Голос фантазма в мозгах ее подданных прозвучал особенно резко.
– Его здесь нет. Мы опоздали. Выбивать дверь бесполезно – сражаться с армией наверху мы не в силах. Мы его потеряли.
Все смолкли, обдумывая, каковы будут последствия.
И, словно тишина послужила сигналом, двери на лестницу распахнулись сами собой. На пороге стоял рослый, злобный огриллон в кольчужной рубахе на три размера меньше, чем нужно. В перебинтованных лапах он сжимал дубинку стражника. Губы его растянулись в подобии хуманской улыбки. Огриллон призывно повел бивнями.
– Кейна ищете? Там, в Палате правосудия, у нас праздник. Большой. И вас приглашаем.

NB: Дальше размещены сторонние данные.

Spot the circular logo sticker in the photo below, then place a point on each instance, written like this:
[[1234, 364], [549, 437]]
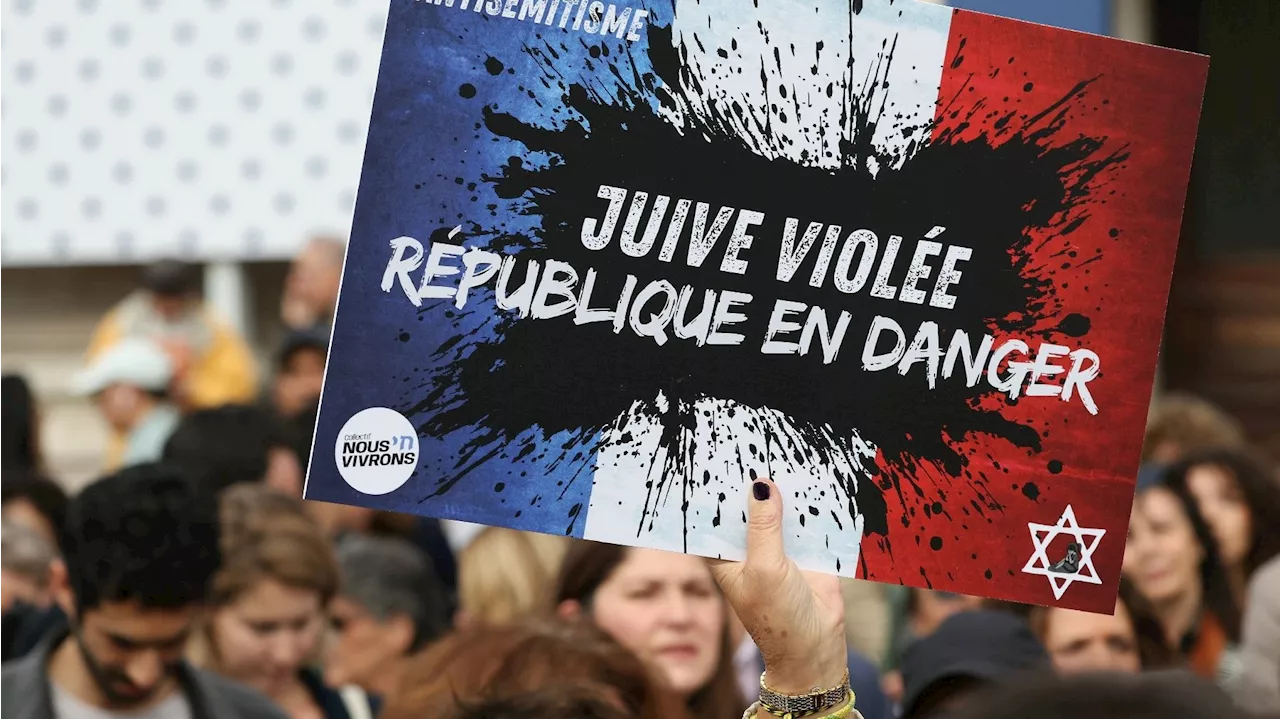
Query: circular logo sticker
[[376, 450]]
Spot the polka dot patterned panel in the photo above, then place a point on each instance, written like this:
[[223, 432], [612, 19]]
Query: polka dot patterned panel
[[133, 129]]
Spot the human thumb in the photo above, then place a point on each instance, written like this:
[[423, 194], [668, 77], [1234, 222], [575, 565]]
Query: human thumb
[[764, 548]]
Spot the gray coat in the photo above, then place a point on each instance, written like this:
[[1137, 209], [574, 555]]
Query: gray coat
[[24, 691], [1258, 687]]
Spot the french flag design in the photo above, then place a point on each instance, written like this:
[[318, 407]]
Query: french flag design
[[727, 168]]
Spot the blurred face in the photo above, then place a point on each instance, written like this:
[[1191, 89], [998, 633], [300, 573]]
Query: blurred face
[[283, 471], [24, 513], [120, 404], [265, 636], [932, 608], [133, 653], [16, 586], [667, 609], [315, 276], [173, 308], [1223, 504], [365, 650], [298, 385], [1082, 642], [1161, 555]]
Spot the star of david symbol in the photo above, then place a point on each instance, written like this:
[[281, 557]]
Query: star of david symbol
[[1078, 563]]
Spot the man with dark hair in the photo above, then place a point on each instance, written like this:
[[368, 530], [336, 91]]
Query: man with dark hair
[[969, 651], [300, 371], [33, 502], [140, 549], [311, 288], [392, 604], [236, 444]]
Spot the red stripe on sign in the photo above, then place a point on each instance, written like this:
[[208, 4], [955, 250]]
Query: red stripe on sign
[[1130, 111]]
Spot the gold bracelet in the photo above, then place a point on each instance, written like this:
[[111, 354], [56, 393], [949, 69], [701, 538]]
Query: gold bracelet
[[812, 704], [844, 711]]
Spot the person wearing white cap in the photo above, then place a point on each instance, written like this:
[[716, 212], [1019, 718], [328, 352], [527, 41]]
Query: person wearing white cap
[[129, 381]]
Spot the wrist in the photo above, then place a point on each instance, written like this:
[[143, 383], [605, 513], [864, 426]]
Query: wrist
[[803, 674]]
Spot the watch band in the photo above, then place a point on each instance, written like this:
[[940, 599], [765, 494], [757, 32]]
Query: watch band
[[804, 705], [844, 711]]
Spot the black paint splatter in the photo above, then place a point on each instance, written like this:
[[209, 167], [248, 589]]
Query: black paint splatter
[[1074, 325], [988, 192]]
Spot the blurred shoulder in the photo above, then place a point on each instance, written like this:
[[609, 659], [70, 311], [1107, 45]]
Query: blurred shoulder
[[234, 700]]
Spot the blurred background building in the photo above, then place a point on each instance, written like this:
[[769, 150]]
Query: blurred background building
[[231, 132]]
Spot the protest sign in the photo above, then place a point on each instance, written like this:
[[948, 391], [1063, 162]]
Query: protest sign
[[612, 260]]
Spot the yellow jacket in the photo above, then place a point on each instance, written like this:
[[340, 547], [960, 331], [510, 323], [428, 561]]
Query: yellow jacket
[[220, 369]]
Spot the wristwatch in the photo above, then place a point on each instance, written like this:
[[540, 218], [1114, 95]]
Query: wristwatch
[[801, 705]]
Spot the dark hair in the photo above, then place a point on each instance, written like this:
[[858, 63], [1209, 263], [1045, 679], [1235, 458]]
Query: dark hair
[[169, 278], [225, 445], [301, 340], [1258, 488], [589, 564], [146, 534], [301, 431], [568, 701], [1157, 695], [391, 577], [1219, 595], [46, 495], [1153, 650], [493, 662], [18, 444]]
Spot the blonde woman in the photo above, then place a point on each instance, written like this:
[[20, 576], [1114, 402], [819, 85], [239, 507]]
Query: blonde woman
[[506, 575], [270, 605]]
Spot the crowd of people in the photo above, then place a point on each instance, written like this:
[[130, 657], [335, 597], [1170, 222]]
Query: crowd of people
[[192, 581]]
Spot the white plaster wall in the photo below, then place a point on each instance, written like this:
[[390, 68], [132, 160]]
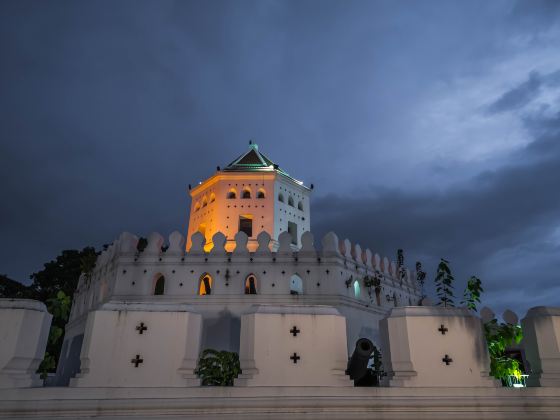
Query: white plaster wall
[[223, 214], [284, 213], [24, 330], [267, 345], [169, 347], [541, 339], [129, 276], [413, 348]]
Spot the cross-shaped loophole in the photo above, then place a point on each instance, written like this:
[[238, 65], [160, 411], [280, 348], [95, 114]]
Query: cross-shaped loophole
[[136, 361], [295, 357]]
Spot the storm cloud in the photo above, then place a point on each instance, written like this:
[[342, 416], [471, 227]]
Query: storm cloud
[[430, 126]]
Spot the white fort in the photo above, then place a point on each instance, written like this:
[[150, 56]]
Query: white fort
[[249, 277], [249, 243]]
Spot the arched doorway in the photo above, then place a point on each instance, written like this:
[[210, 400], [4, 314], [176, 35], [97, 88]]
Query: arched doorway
[[251, 285]]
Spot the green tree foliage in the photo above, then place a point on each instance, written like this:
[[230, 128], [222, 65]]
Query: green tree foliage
[[14, 289], [444, 284], [54, 285], [499, 336], [218, 368], [471, 295], [61, 274], [59, 306]]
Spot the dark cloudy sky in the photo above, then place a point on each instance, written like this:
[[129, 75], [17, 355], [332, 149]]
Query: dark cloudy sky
[[432, 126]]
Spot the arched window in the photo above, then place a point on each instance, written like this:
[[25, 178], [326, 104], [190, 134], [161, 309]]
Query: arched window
[[251, 285], [202, 229], [296, 285], [159, 284], [205, 285], [356, 289]]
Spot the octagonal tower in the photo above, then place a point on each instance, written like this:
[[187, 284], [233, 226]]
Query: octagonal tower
[[252, 194]]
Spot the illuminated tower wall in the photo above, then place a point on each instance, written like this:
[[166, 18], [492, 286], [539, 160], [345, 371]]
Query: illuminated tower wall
[[251, 194]]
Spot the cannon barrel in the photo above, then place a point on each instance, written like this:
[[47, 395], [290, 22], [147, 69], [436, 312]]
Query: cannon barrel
[[357, 364]]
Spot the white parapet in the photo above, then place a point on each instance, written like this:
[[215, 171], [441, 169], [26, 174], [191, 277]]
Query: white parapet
[[293, 345], [140, 345], [24, 330], [541, 337], [433, 346]]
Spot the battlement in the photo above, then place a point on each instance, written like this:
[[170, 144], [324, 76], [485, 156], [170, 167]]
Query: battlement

– Что? – мучительно просипела Кайрендал, от изумления воспользовавшись не мыслью, а голосом. – Что?
– Пошли. – Огриллон махнул рукой. – А то опоздаете. Все собрались?
– Кейн приглашает меня на праздник? – переспросила нагая, дрожащая Кайрендал – полумертвая, уродливая, паукообразная тварь .
– Особенно тебя, Кайрендал, – серьезно ответил огриллон. – Ты у нас почетный гость.
В Палату правосудия можно попасть со второго этажа здания суда. Это сводчатая зала, где король – позднее император, а до последнего времени сенешаль – Анханы разбирал дела, требовавшие его личного вмешательства. Архитектура зала восходит к той эпохе, когда некоторые гражданские дела разрешались поединком; круглая площадка, где стоят тяжущиеся, по сию пору обнесена оградой, традиционно посыпана чистым песком. И посейчас зовется ареной. Одно могу сказать об аренах вообще: значительно приятнее взирать на них сверху, чем смотреть вверх с арены.
Уж мне поверьте.
На широком помосте над ареной возвышается Эбеновый трон, брат-близнец Дубового трона в Большом зале дворца Колхари. Со дня Успения Ма’элКотова, впрочем, патриарх выносил приговоры, сидя в кресле поменьше, не столь роскошном и вызывающем – сенешальском троне, возведенном на помост пониже, по правую руку от трона: подобающее место для того, кто суть лишь слуга господа.
Но с Эбенового трона вид гораздо лучше.
И очень удобно.
Я сижу, положив на колени обнаженный Косалл, и обозреваю свое новое царство.
Ряды сидений поднимаются круто вверх, их нарушает лишь настоящий известняковый утес, что поднимается от Эбенового трона до самых сводов. На скале был высечен когда-то образ Проритуна, а ныне его заменило новое воплощение местного правосудия, какое ни на есть, – Ма’элКот. Только Ма’элКоту дозволено заглядывать через плечо тому, кто выносит приговор.
Сукин сын всегда любил выпендриться.
Сейчас ряды за рядами каменных скамей заняты моими людьми. Они молча сидят, ждут, когда начнется представление. Круглым счетом – тысячи две, хумансы, и перворожденные, и огриллоны, из Ямы и из отдельных камер. Несколько – из Шахты. Из двух тысяч сотен пять, пожалуй, считают себя в чем-то мне обязанными. Или друг другу. Если припечет, из этих пяти сотен положиться я смогу в лучшем случае человек на пятьдесят.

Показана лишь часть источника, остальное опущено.